Au cours des jours suivants, j’ai essayé. Encore et encore, pendant des jours, une serviette moelleuse s’envolait et volait dans les airs. Finalement, un jour, j’ai réussi.
À la clinique, le vétérinaire a déclaré qu’elle avait probablement été attaquée par le chat d’un voisin. Après le traitement et de retour à la maison, nous l’avons libérée. Ses ailes déployées, sans se retourner, elle s’envola.

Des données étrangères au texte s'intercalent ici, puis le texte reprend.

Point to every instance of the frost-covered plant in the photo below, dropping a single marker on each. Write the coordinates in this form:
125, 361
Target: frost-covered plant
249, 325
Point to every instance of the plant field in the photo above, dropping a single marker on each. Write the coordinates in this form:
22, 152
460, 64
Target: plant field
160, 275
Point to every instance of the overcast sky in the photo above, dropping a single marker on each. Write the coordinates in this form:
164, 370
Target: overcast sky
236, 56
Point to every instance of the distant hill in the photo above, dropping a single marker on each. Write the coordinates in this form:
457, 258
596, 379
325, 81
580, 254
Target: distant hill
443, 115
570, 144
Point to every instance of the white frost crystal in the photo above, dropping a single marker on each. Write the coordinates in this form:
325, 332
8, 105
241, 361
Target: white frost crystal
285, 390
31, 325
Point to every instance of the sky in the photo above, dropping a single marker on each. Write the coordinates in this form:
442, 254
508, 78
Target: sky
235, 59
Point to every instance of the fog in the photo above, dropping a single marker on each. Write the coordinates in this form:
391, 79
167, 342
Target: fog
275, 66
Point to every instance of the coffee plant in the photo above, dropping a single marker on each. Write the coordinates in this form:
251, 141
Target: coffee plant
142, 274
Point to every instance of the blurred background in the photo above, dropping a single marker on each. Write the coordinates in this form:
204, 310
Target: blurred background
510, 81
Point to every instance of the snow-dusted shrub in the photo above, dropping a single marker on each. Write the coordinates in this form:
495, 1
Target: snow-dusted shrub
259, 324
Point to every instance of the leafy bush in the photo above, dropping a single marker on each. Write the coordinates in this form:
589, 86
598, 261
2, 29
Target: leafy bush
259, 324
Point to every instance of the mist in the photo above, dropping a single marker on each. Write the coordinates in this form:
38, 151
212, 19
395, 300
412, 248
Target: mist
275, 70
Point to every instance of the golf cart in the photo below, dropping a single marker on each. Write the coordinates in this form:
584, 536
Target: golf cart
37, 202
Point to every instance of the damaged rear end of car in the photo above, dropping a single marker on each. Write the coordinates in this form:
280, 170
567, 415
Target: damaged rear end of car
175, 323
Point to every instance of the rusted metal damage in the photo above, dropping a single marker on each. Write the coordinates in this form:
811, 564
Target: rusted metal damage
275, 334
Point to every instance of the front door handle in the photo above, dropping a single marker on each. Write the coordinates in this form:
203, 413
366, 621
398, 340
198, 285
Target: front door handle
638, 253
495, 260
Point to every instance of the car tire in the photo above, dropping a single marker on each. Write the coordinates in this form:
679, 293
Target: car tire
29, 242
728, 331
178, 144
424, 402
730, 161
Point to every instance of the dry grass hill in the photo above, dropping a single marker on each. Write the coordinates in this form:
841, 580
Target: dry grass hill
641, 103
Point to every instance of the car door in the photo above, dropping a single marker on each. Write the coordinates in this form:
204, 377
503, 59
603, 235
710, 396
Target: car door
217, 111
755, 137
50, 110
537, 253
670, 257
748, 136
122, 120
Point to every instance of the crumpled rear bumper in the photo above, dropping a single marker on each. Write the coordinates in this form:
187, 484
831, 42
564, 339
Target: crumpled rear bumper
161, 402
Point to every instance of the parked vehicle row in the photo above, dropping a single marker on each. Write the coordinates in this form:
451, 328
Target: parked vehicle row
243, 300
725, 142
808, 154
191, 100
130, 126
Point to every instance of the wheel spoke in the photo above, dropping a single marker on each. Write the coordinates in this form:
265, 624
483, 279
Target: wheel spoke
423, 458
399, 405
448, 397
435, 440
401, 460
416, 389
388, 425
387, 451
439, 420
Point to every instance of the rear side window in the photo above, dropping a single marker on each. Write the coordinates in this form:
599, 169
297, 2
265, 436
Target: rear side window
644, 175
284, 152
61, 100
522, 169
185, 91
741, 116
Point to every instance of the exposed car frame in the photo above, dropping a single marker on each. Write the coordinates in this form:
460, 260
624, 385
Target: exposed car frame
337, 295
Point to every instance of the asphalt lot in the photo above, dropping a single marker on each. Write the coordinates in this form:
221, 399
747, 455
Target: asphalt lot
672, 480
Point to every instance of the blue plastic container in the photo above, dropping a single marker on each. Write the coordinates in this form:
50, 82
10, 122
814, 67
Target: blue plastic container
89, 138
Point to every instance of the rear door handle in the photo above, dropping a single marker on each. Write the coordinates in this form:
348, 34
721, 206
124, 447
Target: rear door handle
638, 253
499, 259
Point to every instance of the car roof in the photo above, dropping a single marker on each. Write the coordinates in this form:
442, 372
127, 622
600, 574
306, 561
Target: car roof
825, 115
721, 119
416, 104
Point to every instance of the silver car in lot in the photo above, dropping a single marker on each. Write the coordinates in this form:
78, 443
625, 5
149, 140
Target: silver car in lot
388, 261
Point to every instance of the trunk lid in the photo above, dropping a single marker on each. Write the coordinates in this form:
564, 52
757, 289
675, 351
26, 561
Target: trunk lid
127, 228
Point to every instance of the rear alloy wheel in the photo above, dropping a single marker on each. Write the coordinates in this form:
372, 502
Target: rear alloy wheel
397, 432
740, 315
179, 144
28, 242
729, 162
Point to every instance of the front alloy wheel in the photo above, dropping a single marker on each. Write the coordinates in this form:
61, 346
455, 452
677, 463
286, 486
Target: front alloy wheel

Le lendemain matin, elle revint en regardant par la fenêtre. Et la prochaine. Au cours des mois suivants, elle viendrait chaque jour boire et manger avant de s’envoler vers la forêt.
« Où va toute la tristesse après les incendies ? demandent certaines personnes. Nous essayons de vivre deux vies parallèles : l’une vivant nos « anciennes » vies et l’autre essayant de gérer toute cette douleur. Où est-ce que ça va? Je pense que cela implique d’aimer un petit oiseau blessé, qui s’est tourné vers moi lorsqu’il a été blessé.
Pendant des mois, je ne pensais qu’au Café Saint Clair. Cela m’a aidé à concentrer mon esprit.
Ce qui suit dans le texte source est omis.